Por exemplo, ainda não sabemos – e provavelmente nunca saberemos – o número de vítimas. A URSS não quis saber se os países que a substituíram eram (ou não) capazes de fornecer monitorização da saúde, por isso temos de recorrer a vários estudos de ONG ou da ONU.

Estes estudos sugerem pelo menos cinquenta vítimas diretas, às quais se somam entre 4.000 e 20.000 vítimas de cancro ou outras patologias. Esta incerteza significa que a memória de Chernobyl está em constante evolução.

Isto aplica-se principalmente aos três países mais afetados: Ucrânia, Rússia e Bielorrússia.

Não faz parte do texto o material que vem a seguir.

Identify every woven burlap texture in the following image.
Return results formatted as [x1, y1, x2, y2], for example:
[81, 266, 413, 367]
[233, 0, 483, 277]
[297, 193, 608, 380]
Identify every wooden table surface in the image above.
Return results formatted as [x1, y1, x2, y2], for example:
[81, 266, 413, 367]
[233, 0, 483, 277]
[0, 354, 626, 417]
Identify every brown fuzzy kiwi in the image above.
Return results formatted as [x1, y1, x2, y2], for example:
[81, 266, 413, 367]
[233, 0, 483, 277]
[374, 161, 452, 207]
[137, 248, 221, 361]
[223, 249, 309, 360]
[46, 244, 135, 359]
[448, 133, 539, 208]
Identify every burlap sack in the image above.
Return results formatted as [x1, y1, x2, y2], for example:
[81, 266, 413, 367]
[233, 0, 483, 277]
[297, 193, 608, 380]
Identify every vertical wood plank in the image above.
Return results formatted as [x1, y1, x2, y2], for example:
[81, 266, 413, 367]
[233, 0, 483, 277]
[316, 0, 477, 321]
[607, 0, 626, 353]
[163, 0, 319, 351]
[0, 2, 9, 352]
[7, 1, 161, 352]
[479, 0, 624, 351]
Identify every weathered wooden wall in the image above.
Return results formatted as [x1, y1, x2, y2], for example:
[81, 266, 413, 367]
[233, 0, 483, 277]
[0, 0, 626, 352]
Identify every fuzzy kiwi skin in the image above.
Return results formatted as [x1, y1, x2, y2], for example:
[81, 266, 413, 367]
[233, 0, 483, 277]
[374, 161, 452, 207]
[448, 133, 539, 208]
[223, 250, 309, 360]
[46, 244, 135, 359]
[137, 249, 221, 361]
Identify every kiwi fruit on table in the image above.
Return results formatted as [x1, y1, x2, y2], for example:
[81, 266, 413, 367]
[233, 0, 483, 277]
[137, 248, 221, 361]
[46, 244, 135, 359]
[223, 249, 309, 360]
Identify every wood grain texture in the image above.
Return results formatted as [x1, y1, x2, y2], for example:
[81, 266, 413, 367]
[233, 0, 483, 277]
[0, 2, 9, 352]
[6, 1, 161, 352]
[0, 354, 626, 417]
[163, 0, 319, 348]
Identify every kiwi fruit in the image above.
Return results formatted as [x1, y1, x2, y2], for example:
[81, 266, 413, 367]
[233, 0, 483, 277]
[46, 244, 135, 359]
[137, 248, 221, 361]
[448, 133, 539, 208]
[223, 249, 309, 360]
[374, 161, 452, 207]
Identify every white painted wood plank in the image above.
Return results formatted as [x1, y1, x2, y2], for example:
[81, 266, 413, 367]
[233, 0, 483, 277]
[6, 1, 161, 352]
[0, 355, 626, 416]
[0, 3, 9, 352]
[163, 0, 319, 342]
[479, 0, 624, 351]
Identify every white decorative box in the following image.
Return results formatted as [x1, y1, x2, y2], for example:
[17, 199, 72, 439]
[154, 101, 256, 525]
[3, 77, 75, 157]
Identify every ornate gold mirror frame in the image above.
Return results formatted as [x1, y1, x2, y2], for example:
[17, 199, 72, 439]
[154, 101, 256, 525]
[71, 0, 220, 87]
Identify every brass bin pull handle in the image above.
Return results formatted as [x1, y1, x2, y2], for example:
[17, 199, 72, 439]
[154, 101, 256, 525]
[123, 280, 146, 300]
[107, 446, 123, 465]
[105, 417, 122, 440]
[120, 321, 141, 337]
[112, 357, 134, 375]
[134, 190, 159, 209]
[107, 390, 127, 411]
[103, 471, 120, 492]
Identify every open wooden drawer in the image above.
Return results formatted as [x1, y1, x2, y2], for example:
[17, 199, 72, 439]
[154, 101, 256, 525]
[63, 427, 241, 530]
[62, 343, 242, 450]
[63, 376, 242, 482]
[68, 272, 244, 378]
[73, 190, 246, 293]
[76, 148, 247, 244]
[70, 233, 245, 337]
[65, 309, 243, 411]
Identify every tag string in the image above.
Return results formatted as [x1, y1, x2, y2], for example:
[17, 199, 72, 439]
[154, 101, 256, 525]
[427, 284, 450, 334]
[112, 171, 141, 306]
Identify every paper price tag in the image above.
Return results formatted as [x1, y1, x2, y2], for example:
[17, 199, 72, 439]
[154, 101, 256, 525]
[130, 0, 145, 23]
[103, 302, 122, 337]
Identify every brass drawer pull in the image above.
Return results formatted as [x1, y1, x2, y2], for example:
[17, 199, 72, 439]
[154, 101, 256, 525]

Na Rússia e na Bielorrússia, os activistas que tentaram chamar a atenção para a tragédia humana foram sujeitos à censura e à repressão. Os debates sobre os perigos da energia nuclear foram deixados de lado. Hoje, nestes dois países, a luta dos liquidacionistas de Chernobyl é contada da mesma forma que é contada a luta dos soldados soviéticos da Segunda Guerra Mundial: uma história heróica de vitória colectiva sobre o átomo, que não se preocupa com os destinos individuais.

Na Ucrânia, as associações podem manifestar-se e ajudar as vítimas e os liquidatários. Uma obra que continua apesar da guerra e que, portanto, recorre à cultura para mostrar a realidade humana desta catástrofe, para além dos números e dos discursos.

Chernobyl: memória atomizada? Laurent Kumel e Tatiana Kaspersky, editado por JC Lattes.